04. Replace O's with X's

The problem can be found at the following link: Question Link

My Approach

I've used a DFS approach to point out the regions of 'O' characters that were not completely 'X' surrounded.

To identify these regions, I have checked all the grid borders. If I encounter any 'O' character along the border, it indicates that the connected 'O' characters within this region is not entirely enclosed by 'X'. So, I label such 'O' characters as 'N'.
At last, I identify the 'O' characters that are entirely surrounded, and I replace them with 'X' and change 'N' to 'O' back.

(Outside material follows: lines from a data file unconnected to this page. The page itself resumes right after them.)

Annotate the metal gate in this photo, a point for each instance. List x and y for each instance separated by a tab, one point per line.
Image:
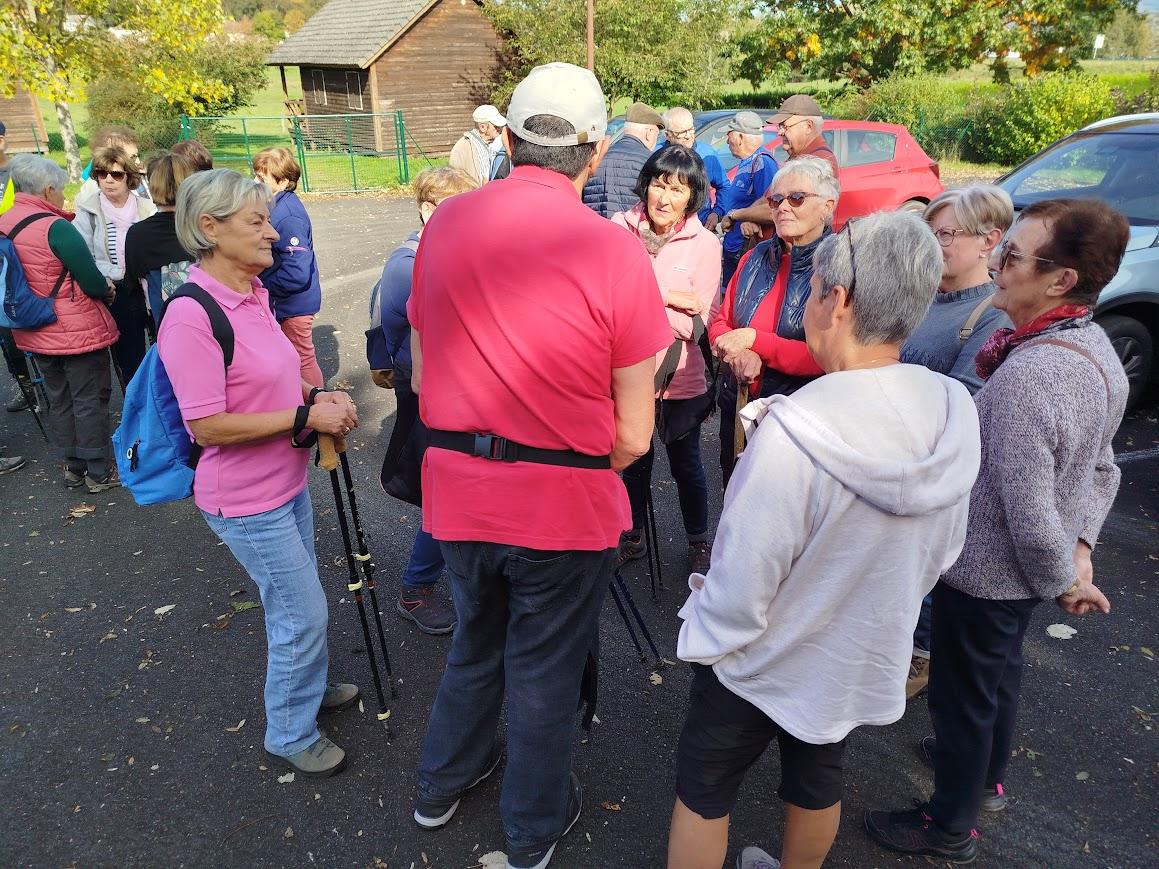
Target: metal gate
337	153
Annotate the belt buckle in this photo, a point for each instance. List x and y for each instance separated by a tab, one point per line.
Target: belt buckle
490	447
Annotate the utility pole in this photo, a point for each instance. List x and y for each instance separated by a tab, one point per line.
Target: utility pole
591	35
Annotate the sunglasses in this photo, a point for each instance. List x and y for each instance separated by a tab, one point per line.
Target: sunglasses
1005	253
796	198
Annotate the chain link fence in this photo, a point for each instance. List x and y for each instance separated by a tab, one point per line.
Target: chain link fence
337	153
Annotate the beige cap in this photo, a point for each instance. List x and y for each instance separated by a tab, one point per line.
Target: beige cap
800	104
562	90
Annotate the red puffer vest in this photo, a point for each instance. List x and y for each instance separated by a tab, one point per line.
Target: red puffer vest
82	325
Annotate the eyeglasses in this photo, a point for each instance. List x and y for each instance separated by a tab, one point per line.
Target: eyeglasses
853	269
1005	253
796	198
946	235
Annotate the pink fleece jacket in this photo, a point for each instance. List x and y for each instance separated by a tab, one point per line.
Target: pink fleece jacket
690	262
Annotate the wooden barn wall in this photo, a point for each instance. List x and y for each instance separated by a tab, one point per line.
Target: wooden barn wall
21	115
438	72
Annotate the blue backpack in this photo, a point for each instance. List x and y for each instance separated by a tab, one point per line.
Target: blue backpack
20	306
155	455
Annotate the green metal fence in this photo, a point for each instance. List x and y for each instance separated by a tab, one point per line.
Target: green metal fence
337	153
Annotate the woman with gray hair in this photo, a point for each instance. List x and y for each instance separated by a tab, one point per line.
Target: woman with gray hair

The steps involved in implementing this:

I define a dx and dy array to represent the four possible directions: up, down, left, and right.
I create two helper functions:
- isValid checks if a given cell is within the bounds of the matrix.
- isBoundary checks if a given cell is on the boundary of the matrix.
I use a recursive function setNotClosed to mark all connected 'O' characters as 'N' if they are not closed (not surrounded by 'X').
In the fill function, I iterate through the entire matrix and whenever I encounter an 'O' on the boundary, I call setNotClosed to mark all connected 'O' characters as 'N'.
Finally, I iterate through the entire matrix again and change 'O' to 'X' and 'N' back to 'O' to complete the transformation.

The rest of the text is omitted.